The films were originally created for the education market, to be shown in classrooms. They were made under the technical guidance of Franklyn M. Branley, Associate Astronomer, American Museum of Natural History-Hayden Planetarium. It may have been rushed into production to "capitalize on the Sputnik craze".

The material comes primarily from three foreign films:
- Various animation sequences come from the 1951 Russian film "Universe" by the late Soviet director Pavel Klushantsev.
- Images of the rocket Polaris come from footage of German film "Weltraumschiff 1 Startet" (Anton Kutter, 1937).
- Except for images of the interior of the spaceship, images of the characters and from the walk on planet were extracted from a Russian cartoon film "Polet na lunu" (Flight to the moon), 1953, (Soyuzmultfilm).

== Release ==
The Space Explorers first aired in 1958 on nationwide television shows such as Claude Kirchner's on WWOR-TV, Captain Kangaroo, Captain Video (DuMont), Captain Satellite, Sheriff John, Officer Joe Bolton, and Romper Room. It was followed by the two-hour-long sequel New Adventures of the Space Explorers the following year.

== In popular culture ==
The spaceship from the series, the Polaris, has been featured on the very beginning of Chapter 5 of NOVA's Public Television (PBS) production of The Elegant Universe: Superstrings, Hidden Dimensions, and the Quest for the Ultimate Theory. It has also been seen on Mike Myers Saturday Night Live skit Dieter.

== Reception ==
In a book written by Ladd and Harvey Deneroff, they describe the film as a "cult classic".

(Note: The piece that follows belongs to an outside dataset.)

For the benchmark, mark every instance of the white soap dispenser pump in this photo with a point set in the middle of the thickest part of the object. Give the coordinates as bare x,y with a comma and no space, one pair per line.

According to Jörg Hartmann The Space Explorers instantly became widely distributed in North American TV. It stood out among similar-themed children's series through its impressive special effects. The Space Explorers as well as the New Adventures of the Space Explorers remained very popular for ten years. Hartmann assumed that the popularization of space flight through media like the Space Explorers influenced some members of the Baby boomer generation to take up careers in that field, who put the depicted flight around the Moon into practice in the 1960s.

Telepolis journalist Marcus Hammerschmitt called The Space Explorers an instant hit, and concluded that the climate in late-1950s America must have been favorable for its reception. He counted The Space Explorers among the works by Ladd which contributed to the spread of anime in the West. Hammerschmitt also saw a parallel between the incorporation of film material produced in Nazi Germany into an American piece of media and the careers of some rocket engineers from the German Peenemünde facility who successfully continued to work at NASA.